Microphone use
This page provides a quick overview of how to access the microphones on Navel.
Devices
The hardware devices for all 7 microphones are not diectly accessible, as they wouldn’t be useful for most applications. Instead, they are routed through ODAS to enable sound-source tracking.
The tracked sound sources are exposed through a 4-channel int16 48kHz audio
device named odas
, and each separate channel is additionally routed to a
1-channel odas_n
device for convenience. From now on, we will use the device
names to refer to each channel/device. The first one, odas_1
, is static,
meaning it will always be available and doing beamforming in the same direction
(directly in front of Navel’s face). The other three are dynamic, meaning they
will track any new sounds that are perceived.
Speech recognition
Although you could use any device/channel for speech recognition, odas_1
is
recommended for general use, due to it being static (i.e. always available).
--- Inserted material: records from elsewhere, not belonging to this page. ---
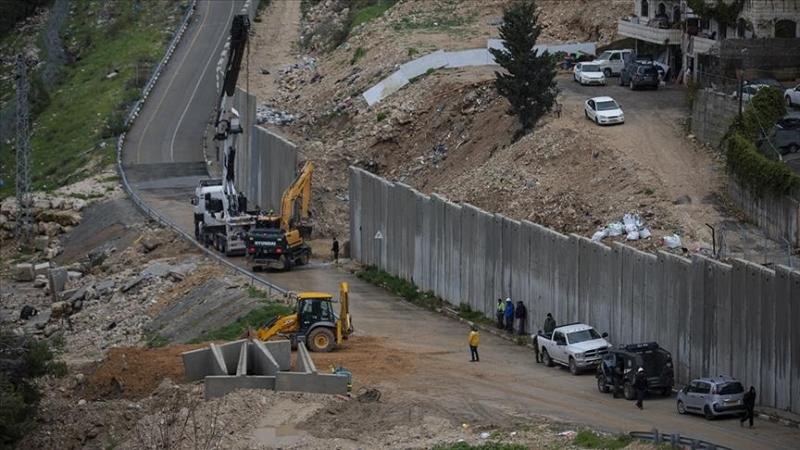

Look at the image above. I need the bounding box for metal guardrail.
[629,428,732,450]
[112,0,290,296]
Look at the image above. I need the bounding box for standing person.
[544,313,556,333]
[514,300,528,335]
[468,324,481,362]
[496,298,506,330]
[739,386,756,428]
[331,236,339,264]
[633,367,647,409]
[505,297,514,334]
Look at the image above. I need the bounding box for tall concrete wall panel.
[350,169,800,413]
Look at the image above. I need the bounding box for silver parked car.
[678,376,745,419]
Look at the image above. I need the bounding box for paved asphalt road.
[124,1,800,449]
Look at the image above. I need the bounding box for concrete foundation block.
[275,372,347,395]
[14,263,35,281]
[203,376,275,399]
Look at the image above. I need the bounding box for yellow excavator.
[249,282,353,352]
[247,161,314,271]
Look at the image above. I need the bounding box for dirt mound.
[311,336,416,390]
[80,344,202,400]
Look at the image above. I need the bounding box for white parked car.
[592,49,633,78]
[583,97,625,125]
[572,63,606,86]
[783,84,800,106]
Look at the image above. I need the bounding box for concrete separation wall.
[350,168,800,413]
[231,88,297,211]
[362,39,597,106]
[182,339,348,398]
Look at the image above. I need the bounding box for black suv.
[596,342,675,400]
[619,61,659,89]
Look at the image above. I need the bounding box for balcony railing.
[617,20,683,45]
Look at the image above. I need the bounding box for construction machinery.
[247,161,314,270]
[250,282,353,352]
[192,14,255,256]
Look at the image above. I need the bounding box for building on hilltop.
[618,0,800,81]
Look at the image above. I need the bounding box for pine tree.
[489,0,558,136]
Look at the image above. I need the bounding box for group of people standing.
[497,297,528,335]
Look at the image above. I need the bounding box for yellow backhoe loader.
[247,161,314,270]
[250,282,353,352]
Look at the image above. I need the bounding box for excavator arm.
[281,161,314,231]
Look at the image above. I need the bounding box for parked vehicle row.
[534,322,746,419]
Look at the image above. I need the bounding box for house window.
[775,19,797,38]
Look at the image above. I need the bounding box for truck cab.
[592,49,633,78]
[596,342,674,400]
[537,323,611,375]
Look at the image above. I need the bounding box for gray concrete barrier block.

Because of this, it’s also set as the default input device on the system. For
how to use this default device for speech recognition, have a look at the code
in the included chat.py
example.
Sound source tracking
As mentioned before, odas_2-4
give access to dynamic sound sources. The
metadata associated with each sound source (location, activity level, etc.) can
be accessed through the next_frame()
method of the
Robot
class. This method returns a PerceptionData
frame which includes information about all tracked sound sources as
SstMeta
objects in a list, with the index of each sound source in
the list matching the device it’s associated with (e.g. the first one is always
odas_1).
Only the direction of sounds can be calculated, not their exact position in 3d
space, so the directions are mapped to the surface of a 2m-radius sphere before
being added to the perception data for convenience. It’s important to note that
therefore, the loc
attribute of each SstMeta
object represents
the direction the sound was perceived from, and is not the the exact point where
the sound source is.
The following example should print out all perceived sound locations, so you can get an idea for what this means:
1import asyncio
2
3import navel
4
5
6async def main():
7 print("Listening forever, press Ctrl+C to stop...")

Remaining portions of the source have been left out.